We do not live in a paper-less world. Interestingly, with the advent of the web and all things cyberspace, many doom-mongers were informing us of the death of paper.  However, I often refer people to the magazine section of W H Smiths and suggest they check out how many magazines are devoted to the internet. And the amount of packs of printer paper that are sold every day. So, leaving the ghostly realm for a while, I have just purchased the latest edition of Guitar & Bass Magazine.

I was idly perusing the letter pages whilst waiting for someone to make me some lunch when there seemed something familiar about a photograph on said pages.

It may appear familiar to others amongst you, too as it appeared last month here. This simple picture was taken on my phone and accompanies a letter (actually an email) I sent to the magazine.  I certainly didn't expect it to be printed - I was actually just thanking them for an article they published earlier in the year.  Obviously I ingratiated myself by congratulating them for their  "lucid, well-written articles".  But, print it they did!  The editor said that my "endeavours (are) an example to us all".  And not only that, it was this month's Star Letter.  Star Letter - no ordinary, namby-pamby every day letter.

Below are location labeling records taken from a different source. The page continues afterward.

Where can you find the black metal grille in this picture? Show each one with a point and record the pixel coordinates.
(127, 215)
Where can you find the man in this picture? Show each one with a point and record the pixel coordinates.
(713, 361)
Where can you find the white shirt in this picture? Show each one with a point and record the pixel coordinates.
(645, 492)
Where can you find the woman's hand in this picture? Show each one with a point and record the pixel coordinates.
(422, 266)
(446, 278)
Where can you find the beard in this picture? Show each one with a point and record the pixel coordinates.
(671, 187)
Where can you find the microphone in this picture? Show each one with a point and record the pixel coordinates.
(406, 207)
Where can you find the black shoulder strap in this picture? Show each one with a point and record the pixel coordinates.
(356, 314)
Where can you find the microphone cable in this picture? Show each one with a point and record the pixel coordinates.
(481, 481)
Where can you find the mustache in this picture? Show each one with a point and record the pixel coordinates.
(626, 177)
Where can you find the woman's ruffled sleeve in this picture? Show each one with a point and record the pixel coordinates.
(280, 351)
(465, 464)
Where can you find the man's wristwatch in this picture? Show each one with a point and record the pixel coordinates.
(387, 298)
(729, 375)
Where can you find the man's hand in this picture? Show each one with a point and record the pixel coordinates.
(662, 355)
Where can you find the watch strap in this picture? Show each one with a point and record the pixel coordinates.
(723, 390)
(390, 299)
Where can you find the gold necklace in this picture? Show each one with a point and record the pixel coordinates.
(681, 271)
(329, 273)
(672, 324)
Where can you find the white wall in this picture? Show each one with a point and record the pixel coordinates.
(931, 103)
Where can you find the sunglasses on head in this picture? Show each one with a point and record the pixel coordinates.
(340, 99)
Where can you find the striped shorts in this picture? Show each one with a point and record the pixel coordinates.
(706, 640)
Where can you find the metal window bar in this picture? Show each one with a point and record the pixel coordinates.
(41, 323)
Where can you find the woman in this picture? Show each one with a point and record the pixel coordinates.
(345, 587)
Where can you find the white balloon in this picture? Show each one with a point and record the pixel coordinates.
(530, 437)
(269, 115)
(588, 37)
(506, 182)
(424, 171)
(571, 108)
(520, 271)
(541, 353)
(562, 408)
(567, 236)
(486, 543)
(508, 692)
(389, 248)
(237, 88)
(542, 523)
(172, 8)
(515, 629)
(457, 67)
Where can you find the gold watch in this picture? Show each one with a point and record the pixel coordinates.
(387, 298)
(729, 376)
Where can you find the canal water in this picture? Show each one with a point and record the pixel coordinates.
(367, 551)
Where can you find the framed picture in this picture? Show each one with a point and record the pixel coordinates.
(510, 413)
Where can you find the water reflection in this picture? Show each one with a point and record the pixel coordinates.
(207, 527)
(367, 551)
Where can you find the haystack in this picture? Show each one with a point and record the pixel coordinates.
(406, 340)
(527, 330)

The letter that wins a prize.

Unfortunately, much to Mrs Dave's chagrin, the prize is yet another guitar soft gig bag, but you can never have too many gig bags. It does mean that the black guitar case with fluorescent orange fur lining (once seen, never forgotten) is going to have to be retired.  I've had that since circa 1975.  All things pass, I guess.

So, I am finally in print.  Not self-published or a blog post.  It quite made my day.

Off to Jimmy's Farm Harvest festival tomorrow to see Kate Rusby and that young dreadlocked fellow I saw earlier this year.  I hope he brings out his guitarlele.